ちょっとしたミラクルが重なったら・・・。航空機内に、続々と神という名がつく医療関係者が手を挙げ、緊急オペチームが。それだけでなく、野球チームが結成できたり、キャビンアテンダントの理想の結婚相手が見つかったり、奇跡の連続という…。創作落語の面白さのストライクゾーンに投げられた剛速球。今後が楽しみである。

三遊亭粋歌「新しい生活」

コロナ禍で在宅ワークが定着したことの功罪。「オレはもう整った」と暢気に好きな時間に好きなことをしてインドアライフを楽しむ亭主。だが、その一方で、主婦である女房のストレスは爆発寸前になる。主婦層に共感を得るのではないかという講評があったが、僕は違うと思う。これは社会全体、世の中の人々全体に共感される一席だと思った。
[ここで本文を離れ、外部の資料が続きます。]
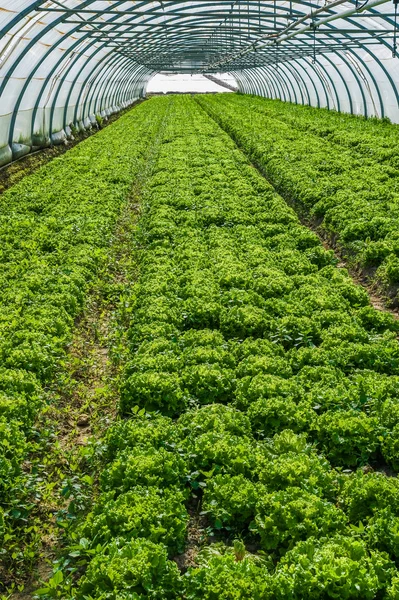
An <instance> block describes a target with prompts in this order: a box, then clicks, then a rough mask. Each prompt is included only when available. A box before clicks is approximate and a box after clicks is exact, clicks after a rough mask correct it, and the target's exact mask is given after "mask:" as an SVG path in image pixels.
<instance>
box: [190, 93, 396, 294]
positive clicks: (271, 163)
mask: <svg viewBox="0 0 399 600" xmlns="http://www.w3.org/2000/svg"><path fill="white" fill-rule="evenodd" d="M198 102H200V104H201V106H202V107H203V108H204V109H205V110H206V111H207V112H208V113H209V114H211V115H212V116H213V117H214V118H215V120H216V121H217V122H218V123H219V124H220V125H221V126H222V127H223V128H224V129H225V130H226V131H227V132H228V133H229V134H230V135H232V136H233V138H234V139H235V140H236V141H237V143H238V144H239V145H240V147H241V148H242V149H243V150H244V152H245V153H246V154H247V155H248V156H249V157H250V158H251V160H252V161H254V162H256V164H257V165H259V166H260V167H261V169H262V171H263V172H264V173H265V175H266V177H267V178H268V179H269V181H270V182H271V183H272V184H273V185H274V186H275V187H276V189H277V190H278V191H279V192H280V193H281V194H282V195H283V196H284V198H285V199H287V200H289V201H293V202H294V204H296V205H297V206H301V207H302V209H304V211H305V214H307V215H310V216H312V217H313V218H314V219H315V221H316V222H317V223H320V222H322V226H323V229H324V231H325V232H327V233H328V234H329V237H330V239H331V240H333V241H334V242H335V241H337V242H338V244H339V246H340V247H341V249H342V250H343V252H344V253H345V254H346V256H347V257H349V258H351V260H352V261H353V262H354V263H355V264H356V265H358V266H359V267H360V268H361V269H362V270H363V272H365V273H366V274H367V275H368V276H369V277H371V278H374V279H375V280H376V282H377V283H378V284H379V286H380V288H382V289H384V290H385V292H386V293H388V294H389V295H390V297H391V298H392V300H393V301H394V303H395V304H397V302H398V298H397V289H398V286H399V237H398V235H399V234H398V219H399V200H398V198H399V196H398V194H399V151H398V148H397V136H398V126H397V125H392V124H390V123H389V122H387V121H378V120H376V119H369V120H365V119H364V118H361V117H355V116H351V115H345V114H340V113H335V112H333V111H327V110H320V109H315V108H311V107H305V106H296V105H293V104H289V103H284V102H280V101H278V100H266V99H264V98H257V97H249V96H240V95H236V94H222V95H221V96H217V97H198Z"/></svg>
リアルな社会問題を落語という笑いに包む、粋歌落語の真骨頂がここにある。

立川吉笑「乙の中の甲」

緻密に計算された論理構成で展開するストーリー。「俺の中のお前」と「お前の中の俺」が行き来する。単に八五郎と熊五郎の間のやりとりにせずに、番頭さんを媒介にすることで、噺を飽きさせないどころか、ますます面白くしている。当たり前とは何か。常に真剣に考えている吉笑さんの姿が浮かび上がる完成度の高さだ。ある種の「哲学」とも言える吉笑落語は、このまま進んでいってほしい。

春風亭昇也「うらめしや松次郎」

怪談は緩和の中の緊張である。枝雀師匠の「緊張の緩和」理論の逆説を、稲川淳二の手法に準えて展開する視点が素晴らしい。「うらめしや」は、「うらめしい」という形容詞に、「や」という助詞をつけて強調している。「よろしくね!」と陽の手で軽く出て来い。固定イメージに囚われない幽霊像を出したセンスに拍手を送りたい。

春風亭昇々「安心教」

本音で生きることの難しさ。それを超えて、世間の声を気にせずに発言することは、結局、組織になじめないことになる。世の中の「うさんくささ」を提示していると、作家の長島有さんは指摘していた。実生活で人に好かれるためには、本音を抑えめにすることにいきつくのか。